Zeeman structure of the $1s45p{}^{3}P$ term in helium. The vertical axis is displayed with respect to the energy of the $J=2$ level in zero magnetic field.

Figure 2

(a) Calculated Stark structure of the $1s36p{}^{3}P$ term in helium. The vertical axis is displayed with respect to the energy of the $J=2$ level in zero electric field. The calculated interval, ${\nu }_{0,2}$, between the $1s36p{}^3{P}_0$ and $1s36p{}^3{P}_2$ levels is shown in panel (b), while the smaller interval, ${\nu }_{1,2}$, between the $1s36p{}^3{P}_1$ and $1s36p{}^3{P}_2$ levels is shown in panel (c).

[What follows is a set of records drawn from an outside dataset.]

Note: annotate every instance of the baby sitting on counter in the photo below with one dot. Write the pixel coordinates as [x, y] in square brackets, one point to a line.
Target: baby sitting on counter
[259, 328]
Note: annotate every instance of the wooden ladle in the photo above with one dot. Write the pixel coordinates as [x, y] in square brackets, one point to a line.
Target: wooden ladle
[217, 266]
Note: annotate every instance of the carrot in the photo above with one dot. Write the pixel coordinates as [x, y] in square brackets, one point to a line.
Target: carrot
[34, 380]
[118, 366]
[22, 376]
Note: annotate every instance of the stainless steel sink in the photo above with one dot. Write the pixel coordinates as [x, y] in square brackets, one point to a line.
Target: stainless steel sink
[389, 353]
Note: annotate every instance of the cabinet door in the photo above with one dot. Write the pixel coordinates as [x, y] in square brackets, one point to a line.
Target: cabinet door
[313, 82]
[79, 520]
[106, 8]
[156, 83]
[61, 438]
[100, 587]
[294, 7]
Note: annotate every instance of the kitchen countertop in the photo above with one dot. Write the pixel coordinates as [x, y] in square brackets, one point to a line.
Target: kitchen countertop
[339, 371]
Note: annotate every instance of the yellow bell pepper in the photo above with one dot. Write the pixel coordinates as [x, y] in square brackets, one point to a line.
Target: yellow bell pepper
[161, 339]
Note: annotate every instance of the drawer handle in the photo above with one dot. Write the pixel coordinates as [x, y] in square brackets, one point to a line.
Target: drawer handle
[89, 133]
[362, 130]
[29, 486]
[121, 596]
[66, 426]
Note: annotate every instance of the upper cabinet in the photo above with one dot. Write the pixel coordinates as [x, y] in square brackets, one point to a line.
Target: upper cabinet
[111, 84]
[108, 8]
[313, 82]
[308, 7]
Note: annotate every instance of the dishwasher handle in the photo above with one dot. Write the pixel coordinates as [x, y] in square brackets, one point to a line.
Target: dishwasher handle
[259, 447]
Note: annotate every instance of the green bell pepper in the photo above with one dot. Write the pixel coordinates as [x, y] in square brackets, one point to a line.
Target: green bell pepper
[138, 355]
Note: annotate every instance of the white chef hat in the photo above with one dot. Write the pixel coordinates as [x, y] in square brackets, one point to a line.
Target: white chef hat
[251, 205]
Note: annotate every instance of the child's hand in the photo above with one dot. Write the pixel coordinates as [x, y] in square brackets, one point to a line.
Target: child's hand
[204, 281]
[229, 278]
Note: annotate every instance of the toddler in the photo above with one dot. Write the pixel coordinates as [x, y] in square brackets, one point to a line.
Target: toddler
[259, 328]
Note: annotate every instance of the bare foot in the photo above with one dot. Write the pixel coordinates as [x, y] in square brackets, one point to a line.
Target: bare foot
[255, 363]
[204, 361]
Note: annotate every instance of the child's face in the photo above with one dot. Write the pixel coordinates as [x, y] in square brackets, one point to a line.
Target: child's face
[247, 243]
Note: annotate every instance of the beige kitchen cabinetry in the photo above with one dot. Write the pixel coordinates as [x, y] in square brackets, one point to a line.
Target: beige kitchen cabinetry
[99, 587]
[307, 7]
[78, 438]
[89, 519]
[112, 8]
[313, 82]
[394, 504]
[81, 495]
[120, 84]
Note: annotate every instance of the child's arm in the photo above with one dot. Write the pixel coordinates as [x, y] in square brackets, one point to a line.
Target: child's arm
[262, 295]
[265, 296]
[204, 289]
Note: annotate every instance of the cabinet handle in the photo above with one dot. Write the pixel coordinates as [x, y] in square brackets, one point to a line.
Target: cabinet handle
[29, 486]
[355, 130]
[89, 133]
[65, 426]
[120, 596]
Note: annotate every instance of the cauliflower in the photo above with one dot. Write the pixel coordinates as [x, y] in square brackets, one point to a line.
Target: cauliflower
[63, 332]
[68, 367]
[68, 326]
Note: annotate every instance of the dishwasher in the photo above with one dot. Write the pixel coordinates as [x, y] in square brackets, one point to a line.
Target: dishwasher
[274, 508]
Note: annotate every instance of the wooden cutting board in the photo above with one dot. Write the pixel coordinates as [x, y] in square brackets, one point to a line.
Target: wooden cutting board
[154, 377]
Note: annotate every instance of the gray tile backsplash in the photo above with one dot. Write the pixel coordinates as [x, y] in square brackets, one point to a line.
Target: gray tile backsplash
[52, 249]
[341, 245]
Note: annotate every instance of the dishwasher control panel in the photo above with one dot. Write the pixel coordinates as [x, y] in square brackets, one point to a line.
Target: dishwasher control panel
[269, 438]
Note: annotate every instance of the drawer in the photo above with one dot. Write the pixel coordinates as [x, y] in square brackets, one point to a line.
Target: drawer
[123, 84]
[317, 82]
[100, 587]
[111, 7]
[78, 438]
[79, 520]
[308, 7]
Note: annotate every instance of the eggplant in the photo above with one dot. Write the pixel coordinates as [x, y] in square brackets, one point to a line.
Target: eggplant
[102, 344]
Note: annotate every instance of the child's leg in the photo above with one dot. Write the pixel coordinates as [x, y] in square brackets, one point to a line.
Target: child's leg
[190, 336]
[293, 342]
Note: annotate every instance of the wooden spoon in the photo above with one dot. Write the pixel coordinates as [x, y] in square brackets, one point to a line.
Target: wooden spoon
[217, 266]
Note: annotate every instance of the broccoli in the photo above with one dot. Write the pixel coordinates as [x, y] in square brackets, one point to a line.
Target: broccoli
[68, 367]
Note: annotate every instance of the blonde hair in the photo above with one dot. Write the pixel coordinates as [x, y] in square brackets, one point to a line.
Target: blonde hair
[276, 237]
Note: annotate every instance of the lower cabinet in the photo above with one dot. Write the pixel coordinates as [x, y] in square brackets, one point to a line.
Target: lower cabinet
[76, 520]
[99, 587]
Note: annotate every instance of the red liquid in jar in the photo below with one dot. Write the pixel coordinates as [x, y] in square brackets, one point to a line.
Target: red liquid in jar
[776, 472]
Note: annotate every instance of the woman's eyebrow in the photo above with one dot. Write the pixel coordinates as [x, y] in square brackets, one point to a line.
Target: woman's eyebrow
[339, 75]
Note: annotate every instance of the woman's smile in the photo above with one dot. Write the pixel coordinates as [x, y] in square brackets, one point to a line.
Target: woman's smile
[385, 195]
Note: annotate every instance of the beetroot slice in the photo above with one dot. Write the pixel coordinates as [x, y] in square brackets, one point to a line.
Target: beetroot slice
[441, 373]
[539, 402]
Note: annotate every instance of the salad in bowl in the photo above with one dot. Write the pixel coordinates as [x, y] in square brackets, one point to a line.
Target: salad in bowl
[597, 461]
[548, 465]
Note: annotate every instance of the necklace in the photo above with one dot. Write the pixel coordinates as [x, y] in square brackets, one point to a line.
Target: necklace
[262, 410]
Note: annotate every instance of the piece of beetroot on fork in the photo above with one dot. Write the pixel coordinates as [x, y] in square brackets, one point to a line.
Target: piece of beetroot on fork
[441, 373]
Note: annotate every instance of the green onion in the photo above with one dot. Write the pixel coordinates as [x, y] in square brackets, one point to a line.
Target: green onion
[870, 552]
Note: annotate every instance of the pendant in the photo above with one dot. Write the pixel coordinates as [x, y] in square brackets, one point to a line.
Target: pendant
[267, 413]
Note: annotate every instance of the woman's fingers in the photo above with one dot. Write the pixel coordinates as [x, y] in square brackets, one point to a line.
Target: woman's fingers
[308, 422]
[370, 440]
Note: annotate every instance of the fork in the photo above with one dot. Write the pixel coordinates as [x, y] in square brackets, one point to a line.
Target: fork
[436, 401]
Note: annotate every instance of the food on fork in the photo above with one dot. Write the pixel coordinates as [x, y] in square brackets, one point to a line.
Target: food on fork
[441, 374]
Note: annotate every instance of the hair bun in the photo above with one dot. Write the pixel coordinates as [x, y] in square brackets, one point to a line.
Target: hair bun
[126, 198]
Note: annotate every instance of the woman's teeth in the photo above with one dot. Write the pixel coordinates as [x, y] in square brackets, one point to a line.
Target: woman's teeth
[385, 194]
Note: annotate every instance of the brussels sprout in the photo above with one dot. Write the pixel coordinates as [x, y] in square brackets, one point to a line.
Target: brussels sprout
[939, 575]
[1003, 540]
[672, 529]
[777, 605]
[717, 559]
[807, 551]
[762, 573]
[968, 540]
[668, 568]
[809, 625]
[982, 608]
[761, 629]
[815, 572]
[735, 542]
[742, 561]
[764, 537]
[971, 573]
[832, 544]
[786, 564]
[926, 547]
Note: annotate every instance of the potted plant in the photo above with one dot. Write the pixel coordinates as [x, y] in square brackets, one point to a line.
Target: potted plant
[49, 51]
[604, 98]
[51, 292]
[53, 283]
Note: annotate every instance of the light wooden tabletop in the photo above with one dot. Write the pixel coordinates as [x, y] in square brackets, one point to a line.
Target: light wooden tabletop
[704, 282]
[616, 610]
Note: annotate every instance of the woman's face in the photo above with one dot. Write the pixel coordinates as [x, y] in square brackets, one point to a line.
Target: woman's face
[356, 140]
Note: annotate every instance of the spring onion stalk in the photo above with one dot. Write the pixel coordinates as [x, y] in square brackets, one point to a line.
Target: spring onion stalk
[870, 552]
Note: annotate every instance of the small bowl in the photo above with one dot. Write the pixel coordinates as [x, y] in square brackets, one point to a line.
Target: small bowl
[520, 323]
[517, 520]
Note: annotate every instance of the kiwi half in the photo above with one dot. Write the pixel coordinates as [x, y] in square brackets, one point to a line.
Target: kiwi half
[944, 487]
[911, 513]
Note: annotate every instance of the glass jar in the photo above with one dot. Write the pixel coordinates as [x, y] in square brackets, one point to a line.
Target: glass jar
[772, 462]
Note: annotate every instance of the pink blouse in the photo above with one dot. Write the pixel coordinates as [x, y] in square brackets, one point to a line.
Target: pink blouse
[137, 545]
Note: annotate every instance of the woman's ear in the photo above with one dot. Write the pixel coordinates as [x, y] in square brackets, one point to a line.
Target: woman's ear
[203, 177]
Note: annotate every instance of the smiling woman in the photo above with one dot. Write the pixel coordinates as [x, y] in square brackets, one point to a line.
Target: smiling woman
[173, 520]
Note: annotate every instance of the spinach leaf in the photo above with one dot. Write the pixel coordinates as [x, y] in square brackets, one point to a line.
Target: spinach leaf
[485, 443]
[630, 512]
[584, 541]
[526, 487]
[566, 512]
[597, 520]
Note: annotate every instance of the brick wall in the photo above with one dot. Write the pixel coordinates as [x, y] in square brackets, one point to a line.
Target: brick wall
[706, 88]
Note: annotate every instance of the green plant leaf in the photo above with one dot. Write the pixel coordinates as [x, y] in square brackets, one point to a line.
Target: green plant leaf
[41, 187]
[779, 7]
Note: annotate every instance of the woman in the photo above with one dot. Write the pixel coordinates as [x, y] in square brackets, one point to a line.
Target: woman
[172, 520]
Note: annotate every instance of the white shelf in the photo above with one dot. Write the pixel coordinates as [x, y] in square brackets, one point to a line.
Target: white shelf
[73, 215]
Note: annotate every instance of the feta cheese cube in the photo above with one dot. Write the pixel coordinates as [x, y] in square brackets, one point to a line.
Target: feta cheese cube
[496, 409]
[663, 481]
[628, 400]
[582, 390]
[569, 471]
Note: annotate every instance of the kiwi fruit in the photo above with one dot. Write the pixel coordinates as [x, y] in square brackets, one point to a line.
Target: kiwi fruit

The three curves in panel (b) represent the intervals between the $1s36p{}^3{P}_0$ sublevel with $M_J=0$ and the $1s36p{}^3{P}_2$ sublevels with $|M_J|=0$, 1, and 2. In panel (c) the three continuous (dashed) curves represent the intervals between the $1s36p{}^3{P}_1$ sublevel with $M_J=0$ ($|M_J|=1$) and the $1s36p{}^3{P}_2$ sublevels with $|M_J|=0$, 1, and 2.

Figure 3

Schematic diagram of the metastable helium beam source and Rydberg-state photoexcitation and detection regions. Three pairs of parallel plate electrodes are used for (I) ion deflection, (II) to define the electric fields in the laser photoexcitation and microwave spectroscopy regions, and (III) to apply time-dependent electric fields to ionize the Rydberg atoms and accelerate the resulting electrons to an MCP detector.

Figure 4

Microwave spectra of the $1s45s{}^{3}S_1\to 1s45p{}^3{P}_J$ transitions measured in two different magnetic fields. The vertical bars represent the set of allowed electric dipole transitions between the Zeeman-split sublevels and their relative intensities. The dashed curves are calculated spectra, shifted by $-170$ kHz (see text for details).

Figure 5

The $1s55s{}^{3}S_1\to 1s56s{}^3{S}_1$ two-photon transition frequency measured for a range of electric potentials applied to the upper electrode in the excitation region. The continuous curve represents a quadratic function fit to the data.

Figure 6

(a) Microwave spectra of the single-photon $1s55s{}^{3}S_1\to 1s56s{}^3{S}_1$ transition in a range of electric fields. The experimental data (thin curves) have been fit with Gaussian functions (thick curves). (b) Interdependence of the integrated spectral intensities and the transition frequencies in panel (a). The continuous line in panel (b) represents a least-squares fit to the data.

Figure 7

Microwave spectra of the $1sns{}^{3}S_1\to 1snp{}^{3}P_J$ transitions for $n=34$, 35, and 36. The frequency offset on the horizontal axis corresponds to the calculated $1sns{}^{3}S_1\to 1snp{}^3{P}_2$ transition frequency, ${\nu }_2$. The calculated frequencies and relative intensities of the transitions to the $J=0$, 1, and 2 levels are indicated by the vertical gray bars. The partial spectrum, slightly offset from the background for $n=34$, was recorded with a microwave intensity 2.5 times higher than that used in recording the full spectrum.

Figure 8

(a) Measured values of the fine-structure interval ${\nu }_{0,\overline{12}}$ for values of $n$ between 34 and 51 (points). The continuous blue curve represents the function $\nu =a{n}^{-3}$ fit to the experimental data such that $a=2.076\left(9\right)\times {10}^8$ kHz. The dashed black curve, which is indistinguishable from the fit, indicates the calculated values for the same interval. (b) The differences, $\mathrm{\Delta }\nu$, between the measured and calculated data in panel (a).